But to read Ms Walters’s description you would think the scene took place around something inanimate and silent like a bicycle.

Then there’s eye level. Talk to someone on a horse and your eye level corresponds to the height of the rider’s waist or knee. Any body language expert will tell you that a conversation with someone towering over you is not an equal conversation. It’s the same as if you’re talking to someone in a wheelchair, or you’re the one in the wheelchair. Improvisational drama coaches and assertiveness trainers know all about this – your emotional state and your status in the conversation change according to whether you’re sitting down or standing up.

Ms Walters, though, gave the impression that the questioner was eye to eye with the rider, not standing with his neck cricked upwards.

The lack of those physical details left the scene flat. It read like a script – directions and dialogue, but no life.

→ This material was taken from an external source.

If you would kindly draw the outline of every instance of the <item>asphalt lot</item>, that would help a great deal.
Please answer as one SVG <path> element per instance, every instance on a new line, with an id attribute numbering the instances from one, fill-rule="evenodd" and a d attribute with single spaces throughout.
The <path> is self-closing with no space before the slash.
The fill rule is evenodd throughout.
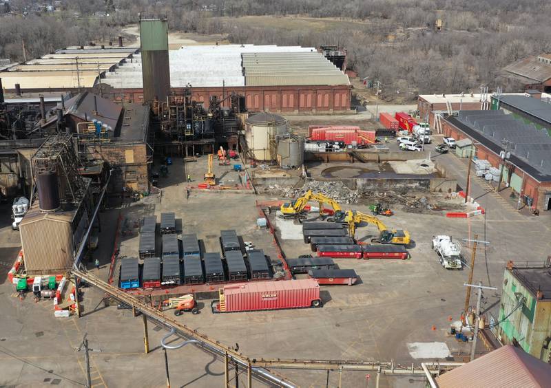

Contrast this with Gavin Maxwell and Gerald Durrell. They are known primarily because they wrote about animals and the natural world. Not because they made these creatures cute and lovable – but because they made them complex, intriguing individuals.

And – even better – when they turned their writerly eye to human characters these were just as compelling.

This is what I’m really getting at. Humans are animals too. We react to physicality and to body language – from animals and from other people. We respond to being watched, to being close to someone who may be afraid of us, or clumsy with us, or dangerous. Or someone we are repelled by. Or fancy. Or are bored by. Or who might fire us. Or who might bite our neck.

Descriptions need to use all the senses, including – very important – what a scene feels like. Physicality is a kind of truth and a writer who can describe animals with truth can describe humans with truth too. Writers who ignore this are missing something important.

Take-home point

Think like a Buddhist. Every living thing in your novel has to have life.

And your reward is that your story will live too.